Proxy servers are an interesting and important part of network programming. This post is the first in a series describing how to implement simple proxy servers in Go and how to work with existing proxy servers.

Here is a list of posts in the series:

For simplicity, this post focuses on unencrypted HTTP traffic. More advanced proxying techniques with encryption will be covered in subsequent posts. The full code of all the samples presented here is available on GitHub.

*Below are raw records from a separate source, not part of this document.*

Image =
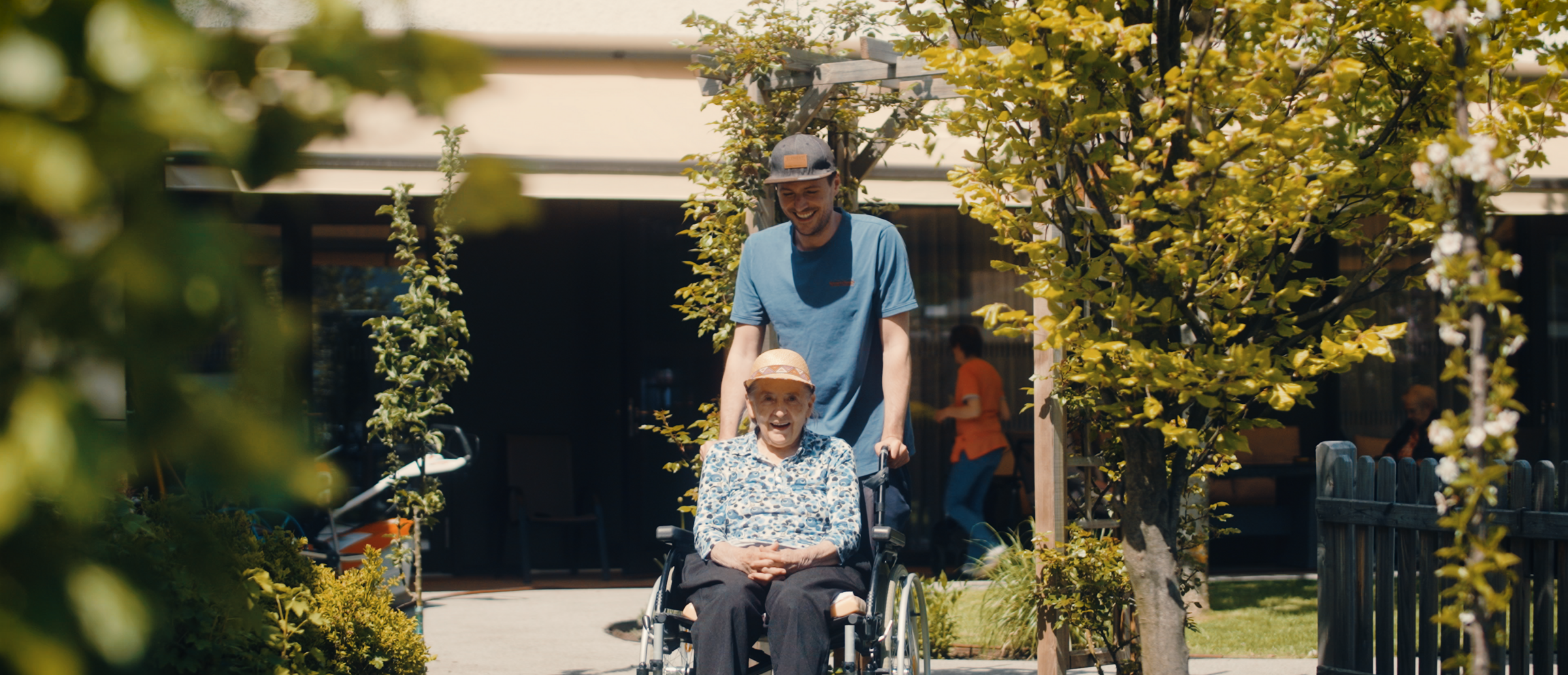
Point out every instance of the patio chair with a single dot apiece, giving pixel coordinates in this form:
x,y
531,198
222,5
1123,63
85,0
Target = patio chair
x,y
542,486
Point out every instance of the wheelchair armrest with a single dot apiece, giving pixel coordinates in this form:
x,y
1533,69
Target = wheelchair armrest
x,y
678,537
888,536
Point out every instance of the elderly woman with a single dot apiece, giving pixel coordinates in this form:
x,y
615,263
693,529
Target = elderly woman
x,y
778,516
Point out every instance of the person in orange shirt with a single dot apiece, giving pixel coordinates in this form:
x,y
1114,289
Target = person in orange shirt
x,y
979,410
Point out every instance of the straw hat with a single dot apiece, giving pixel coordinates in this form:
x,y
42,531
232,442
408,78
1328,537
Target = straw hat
x,y
780,365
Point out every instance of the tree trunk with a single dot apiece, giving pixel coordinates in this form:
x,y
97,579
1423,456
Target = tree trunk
x,y
1150,516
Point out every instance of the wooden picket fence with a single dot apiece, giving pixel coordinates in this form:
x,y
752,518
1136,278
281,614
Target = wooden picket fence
x,y
1377,567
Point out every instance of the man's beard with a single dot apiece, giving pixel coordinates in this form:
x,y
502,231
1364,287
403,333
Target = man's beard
x,y
824,217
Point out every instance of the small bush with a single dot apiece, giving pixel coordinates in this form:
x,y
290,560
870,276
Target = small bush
x,y
1009,606
225,602
365,631
941,602
1084,582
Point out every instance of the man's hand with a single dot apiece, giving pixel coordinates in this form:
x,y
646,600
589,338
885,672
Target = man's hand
x,y
745,344
896,451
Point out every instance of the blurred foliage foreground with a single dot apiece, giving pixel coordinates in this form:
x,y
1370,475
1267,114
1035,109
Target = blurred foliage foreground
x,y
108,286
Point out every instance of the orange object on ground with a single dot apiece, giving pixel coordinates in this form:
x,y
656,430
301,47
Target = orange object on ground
x,y
981,435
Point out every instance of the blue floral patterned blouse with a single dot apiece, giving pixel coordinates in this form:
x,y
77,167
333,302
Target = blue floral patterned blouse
x,y
809,498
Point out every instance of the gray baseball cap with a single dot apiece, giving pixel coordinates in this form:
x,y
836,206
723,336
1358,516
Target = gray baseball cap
x,y
800,157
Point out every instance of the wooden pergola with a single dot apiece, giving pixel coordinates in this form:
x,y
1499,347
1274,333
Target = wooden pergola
x,y
880,68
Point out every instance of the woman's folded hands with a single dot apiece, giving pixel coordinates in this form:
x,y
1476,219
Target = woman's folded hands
x,y
770,563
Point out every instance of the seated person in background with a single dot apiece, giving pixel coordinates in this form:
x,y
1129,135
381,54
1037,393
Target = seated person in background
x,y
1421,404
778,516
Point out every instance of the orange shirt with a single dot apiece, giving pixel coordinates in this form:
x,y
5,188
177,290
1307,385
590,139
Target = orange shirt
x,y
981,435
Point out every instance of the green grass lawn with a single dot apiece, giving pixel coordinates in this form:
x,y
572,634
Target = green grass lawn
x,y
1249,619
1258,619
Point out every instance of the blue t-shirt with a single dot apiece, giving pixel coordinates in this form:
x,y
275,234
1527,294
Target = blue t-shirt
x,y
827,305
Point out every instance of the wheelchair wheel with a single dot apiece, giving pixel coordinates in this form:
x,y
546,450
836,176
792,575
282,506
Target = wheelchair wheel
x,y
661,650
910,646
662,653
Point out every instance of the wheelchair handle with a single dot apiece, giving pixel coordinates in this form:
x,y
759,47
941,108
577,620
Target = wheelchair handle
x,y
882,490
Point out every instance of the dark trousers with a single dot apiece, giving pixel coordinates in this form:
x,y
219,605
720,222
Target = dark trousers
x,y
730,610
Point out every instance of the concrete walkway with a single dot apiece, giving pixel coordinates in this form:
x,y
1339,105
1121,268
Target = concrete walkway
x,y
563,633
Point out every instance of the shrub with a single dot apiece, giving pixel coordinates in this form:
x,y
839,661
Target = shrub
x,y
226,602
941,602
1007,610
365,631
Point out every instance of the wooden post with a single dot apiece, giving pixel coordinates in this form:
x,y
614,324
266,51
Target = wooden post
x,y
1049,490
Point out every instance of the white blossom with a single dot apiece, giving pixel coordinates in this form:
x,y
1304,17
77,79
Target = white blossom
x,y
1451,337
1448,470
1504,423
1421,174
1449,244
1475,437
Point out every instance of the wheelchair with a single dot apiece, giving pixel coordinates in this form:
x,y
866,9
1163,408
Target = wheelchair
x,y
890,636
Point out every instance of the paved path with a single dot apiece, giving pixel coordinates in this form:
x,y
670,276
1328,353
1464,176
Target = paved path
x,y
563,633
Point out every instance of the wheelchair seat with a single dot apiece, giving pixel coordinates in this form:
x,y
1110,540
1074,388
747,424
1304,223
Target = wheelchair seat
x,y
882,633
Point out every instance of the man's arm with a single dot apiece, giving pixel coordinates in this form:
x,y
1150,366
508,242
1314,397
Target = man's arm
x,y
896,388
743,349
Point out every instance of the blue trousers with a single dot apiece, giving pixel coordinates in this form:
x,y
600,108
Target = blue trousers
x,y
965,502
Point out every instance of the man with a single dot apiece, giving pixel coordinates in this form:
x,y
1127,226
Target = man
x,y
979,410
836,288
1410,440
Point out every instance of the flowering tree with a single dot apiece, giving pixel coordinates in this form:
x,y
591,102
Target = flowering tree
x,y
1462,172
1164,167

Forward and reverse proxies

Let's begin with the Wikipedia description for what a proxy server is:

In computer networking, a proxy server is a server application that acts as an intermediary between a client requesting a resource and the server providing that resource.

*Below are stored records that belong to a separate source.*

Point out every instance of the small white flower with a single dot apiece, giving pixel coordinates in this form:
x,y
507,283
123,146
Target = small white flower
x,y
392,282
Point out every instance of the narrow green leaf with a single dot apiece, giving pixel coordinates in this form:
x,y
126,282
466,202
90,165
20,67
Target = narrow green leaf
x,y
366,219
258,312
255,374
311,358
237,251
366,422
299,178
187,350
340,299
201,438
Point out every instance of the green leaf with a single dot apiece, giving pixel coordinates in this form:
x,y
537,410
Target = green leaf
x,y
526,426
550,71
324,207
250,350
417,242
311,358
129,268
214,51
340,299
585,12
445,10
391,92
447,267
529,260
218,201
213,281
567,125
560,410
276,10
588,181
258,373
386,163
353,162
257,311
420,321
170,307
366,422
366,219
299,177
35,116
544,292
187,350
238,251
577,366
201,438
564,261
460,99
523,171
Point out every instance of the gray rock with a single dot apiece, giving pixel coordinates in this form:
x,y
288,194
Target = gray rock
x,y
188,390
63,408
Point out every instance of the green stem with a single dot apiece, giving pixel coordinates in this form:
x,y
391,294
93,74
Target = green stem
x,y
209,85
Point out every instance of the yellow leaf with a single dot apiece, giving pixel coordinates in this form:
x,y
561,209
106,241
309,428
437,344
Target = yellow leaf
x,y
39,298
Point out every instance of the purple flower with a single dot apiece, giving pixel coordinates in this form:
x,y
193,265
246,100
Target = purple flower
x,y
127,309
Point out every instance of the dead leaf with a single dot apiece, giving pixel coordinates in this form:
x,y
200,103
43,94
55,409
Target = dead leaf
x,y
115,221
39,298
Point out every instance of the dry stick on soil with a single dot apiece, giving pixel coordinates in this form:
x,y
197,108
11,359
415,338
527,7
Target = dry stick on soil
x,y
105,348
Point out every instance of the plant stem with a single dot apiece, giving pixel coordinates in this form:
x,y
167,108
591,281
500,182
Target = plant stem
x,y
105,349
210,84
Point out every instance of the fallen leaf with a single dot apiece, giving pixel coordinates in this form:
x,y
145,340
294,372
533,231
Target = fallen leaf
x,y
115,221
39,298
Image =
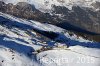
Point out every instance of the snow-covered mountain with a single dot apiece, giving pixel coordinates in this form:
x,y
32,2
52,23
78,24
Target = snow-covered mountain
x,y
76,13
47,4
27,43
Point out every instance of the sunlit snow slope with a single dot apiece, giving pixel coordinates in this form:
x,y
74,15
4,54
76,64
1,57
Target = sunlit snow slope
x,y
26,42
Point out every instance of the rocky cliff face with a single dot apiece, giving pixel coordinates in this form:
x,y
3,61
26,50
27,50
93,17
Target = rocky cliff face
x,y
81,17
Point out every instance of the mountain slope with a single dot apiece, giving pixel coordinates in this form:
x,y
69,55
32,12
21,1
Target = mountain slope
x,y
23,41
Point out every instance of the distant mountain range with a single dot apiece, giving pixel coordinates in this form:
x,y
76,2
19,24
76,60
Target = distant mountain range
x,y
78,15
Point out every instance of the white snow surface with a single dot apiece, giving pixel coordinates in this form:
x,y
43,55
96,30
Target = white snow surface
x,y
18,43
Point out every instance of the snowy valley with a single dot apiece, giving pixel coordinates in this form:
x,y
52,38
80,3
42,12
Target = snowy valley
x,y
20,45
34,42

Proxies can be typically divided into two categories: forward proxies (or just "proxies", but we'll use forward explicitly here to make things clearer) and reverse proxies. The difference between the two is quite subtle and worth spending a couple of minutes on.

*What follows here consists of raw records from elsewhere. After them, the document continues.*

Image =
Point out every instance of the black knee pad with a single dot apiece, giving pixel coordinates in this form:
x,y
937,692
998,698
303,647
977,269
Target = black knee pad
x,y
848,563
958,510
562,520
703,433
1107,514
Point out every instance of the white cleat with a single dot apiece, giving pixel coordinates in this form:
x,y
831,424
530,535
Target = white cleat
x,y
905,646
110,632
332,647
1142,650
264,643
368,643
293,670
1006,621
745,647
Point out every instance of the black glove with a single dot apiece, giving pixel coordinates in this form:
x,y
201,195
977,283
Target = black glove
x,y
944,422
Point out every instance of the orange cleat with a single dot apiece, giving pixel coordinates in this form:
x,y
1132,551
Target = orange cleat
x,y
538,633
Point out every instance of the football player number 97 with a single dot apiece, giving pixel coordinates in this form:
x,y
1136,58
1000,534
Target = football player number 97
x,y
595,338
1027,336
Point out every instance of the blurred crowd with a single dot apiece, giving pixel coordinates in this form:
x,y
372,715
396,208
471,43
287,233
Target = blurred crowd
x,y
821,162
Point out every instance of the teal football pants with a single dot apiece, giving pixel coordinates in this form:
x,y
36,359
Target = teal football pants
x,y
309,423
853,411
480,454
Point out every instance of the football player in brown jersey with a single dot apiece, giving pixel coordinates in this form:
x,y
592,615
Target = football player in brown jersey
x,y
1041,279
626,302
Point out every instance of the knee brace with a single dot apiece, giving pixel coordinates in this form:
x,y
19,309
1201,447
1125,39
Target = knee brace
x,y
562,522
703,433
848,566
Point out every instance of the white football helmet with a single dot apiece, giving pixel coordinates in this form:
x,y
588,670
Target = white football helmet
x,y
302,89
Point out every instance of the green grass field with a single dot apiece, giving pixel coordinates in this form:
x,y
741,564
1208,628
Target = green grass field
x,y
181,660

This diagram shows what a forward proxy server does:

Diagram showing a forward proxy server between clients and servers

The "Internet" blob is an arbitrary collection of network switches, routers and other proxy servers. These days many HTTP requests go through several such "relays" the user is probably unaware of. What the diagram shows is that a forward proxy server typically sits between the user and the internet. These servers have many uses; for example:

  • Enforcing browsing restrictions at the company/school or even national level
  • Overcoming browsing restrictions by connecting to a proxy server instead of the target website directly
  • Protecting the identity of users online by anonymizing traffic; instead of traffic coming from a specific user, it comes from a proxy that has many users connecting through it [1]
  • Ancillary services like logging, caching, monitoring and debugging

A reverse proxy, on the other hand, can be seen as interjecting between the internet and backend servers:

Diagram showing a reverse proxy server between the internet and backend servers

Reverse proxies are typically installed in front of servers by the implementers of a service, and are transparent to users. They can also play multiple roles:

  • Load balancing for high-traffic servers. This can even be globally distributed, wherein a reverse proxy will automatically direct a user to the server that's closest to them geographically
  • Protection from DDoS attacks
  • TLS termination, wherein the reverse proxy is responsible for secure communication with clients, while internal backend servers don't require encryption (for performance and other reasons)
  • Ancillary services like logging, caching, monitoring and debugging

A prominent example of reverse proxies are CDNs like Cloudflare. If you connect to pretty much any large internet website/application these days, you're almost certainly going through one or more reverse proxy servers.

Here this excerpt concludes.